I decided to post part of my first nonfiction creative essay for those who haven't had the chance to read it.
Just Breathe
My heart pounded within my chest, each beat faster than the last. My fingers curled around the steering wheel until my knuckles turned white. In an attempt to calm myself, I breathed in a lungful of summer air. My heart thrashed against my ribs like a wild animal trying to escape it’s cage. Letting out a frustrated sigh I bit the inside of my cheek, trying to keep the panic attack at bay.
I’m not that girl anymore. I’m a different person.
The pep talk I gave myself wasn’t working. Frustrated, I swung open the car door and hesitated, trying to prolong the inevitable. I didn’t want to go back in there to the hell I was put through. Even though the building was renovated it was still the same. Ahead of me was the chain link fence that surrounded the blacktop and jungle gyms, the sun dancing brightly off the cold metal. Taunting me. A shudder rocked my body and goose bumps formed along my exposed skin as my fingers curled around the chain link fence.
“I choose...Sally.” Joe said, as he bounced the bright red kickball against the blacktop. I started to thrum my hand against my leg, anxious. My throat started to close and my heart hammered in my chest; making breathing almost impossible. The two captains exchanged a glance as they realized I was the only one left. “You can have Breezy,” Chris said glancing over at Greg who was looking up at the clear blue sky. At the sound of Chris’s voice Greg turned his attention to his friend. “I have more people than you do.”

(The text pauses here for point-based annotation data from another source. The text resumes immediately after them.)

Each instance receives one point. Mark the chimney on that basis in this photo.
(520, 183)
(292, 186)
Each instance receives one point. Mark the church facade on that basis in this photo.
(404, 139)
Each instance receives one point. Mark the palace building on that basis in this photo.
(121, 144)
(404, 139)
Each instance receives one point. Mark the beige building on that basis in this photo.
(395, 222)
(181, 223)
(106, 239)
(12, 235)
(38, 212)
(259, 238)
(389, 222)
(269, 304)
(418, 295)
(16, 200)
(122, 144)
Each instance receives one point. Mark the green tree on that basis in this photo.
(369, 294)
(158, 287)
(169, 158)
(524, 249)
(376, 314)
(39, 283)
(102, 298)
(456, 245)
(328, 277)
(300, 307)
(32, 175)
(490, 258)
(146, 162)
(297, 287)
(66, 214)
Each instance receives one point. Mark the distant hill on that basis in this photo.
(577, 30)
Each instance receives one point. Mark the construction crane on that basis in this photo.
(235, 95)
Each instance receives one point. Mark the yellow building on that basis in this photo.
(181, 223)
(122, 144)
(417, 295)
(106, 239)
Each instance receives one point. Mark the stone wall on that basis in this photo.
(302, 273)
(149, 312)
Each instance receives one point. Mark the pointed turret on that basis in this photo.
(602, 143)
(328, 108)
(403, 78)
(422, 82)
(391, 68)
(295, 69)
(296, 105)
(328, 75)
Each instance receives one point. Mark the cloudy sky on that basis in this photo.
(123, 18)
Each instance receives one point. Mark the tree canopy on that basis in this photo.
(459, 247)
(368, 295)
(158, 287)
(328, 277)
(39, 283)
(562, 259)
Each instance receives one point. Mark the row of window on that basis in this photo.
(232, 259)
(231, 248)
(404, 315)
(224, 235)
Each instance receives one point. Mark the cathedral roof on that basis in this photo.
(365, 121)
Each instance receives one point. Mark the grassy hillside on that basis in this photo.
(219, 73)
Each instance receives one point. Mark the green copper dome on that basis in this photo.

There was a look in his eye filled with words unsaid. A feeling of dread rushed through me and not saying a word I trudged past the small group with my head down. I ran off to the jungle gym where my “friend” Kim was playing. She was dangling from the monkey bars laughing as Sean pulled off her shoe and threw it. “Hey Kim!” I said. A fake smile plastered on my face. Sean looks at Kim and snorts. “I’ll see you later.” I watch as he runs away to join the kickball game. I watched in envy as Greg welcomed him onto the team and I turned back to Kim. She was shuffling her feet and looking down at the woodchips, avoiding my gaze.
“Hey Bree,” Kim said. Turn this into another sentence.
“We’re friends right?” I said. I wasn’t sure why I asked. but at the same time, I knew. No one liked me. I was ultimately alone. I had no friends to play with. No friends to talk to or joke around with. They slandered me with crude nicknames and talked behind my back.
“Uhm...no. I can’t be your friend anymore.” She said. My heart fell into my stomach.
“Why?”
“Because you’re embarrassing to be around. You’re a huge cry baby and no one likes you.” The words were said and I knew they were true. It explained why no one wanted to be seen with me. That’s why everyone ran from me like I had an infectious disease and they were going to catch it. The only people who loved me was my family and at times my own sister was embarrassed of me.
I couldn’t breath anymore. I was going to die. My heart sped up and my hands became slick with sweat.
I didn’t say anything. I just turned away and ran aimlessly. Hot tears fell angrily down my cheeks. The further I ran the more I convinced myself I couldn’t breath. I shook as sobs wracked my body. I blindly ran over to the small cluster of teachers who were on recess duty.
“I need to go to the nurse,” I nearly screamed the words and the teachers looked to one another, not quite sure how to respond.
“Not now. Recess is almost over.” It was Mrs. Cambell who spoke. She was used to me acting like this. This wasn’t the first time I said those words.
“No. I need to go NOW!” I said. I was jumping up and down, trying to make them understand that I was going to die. I needed to get home. I needed my mom. I knew once I was with her I’d be fine. I’d be safe.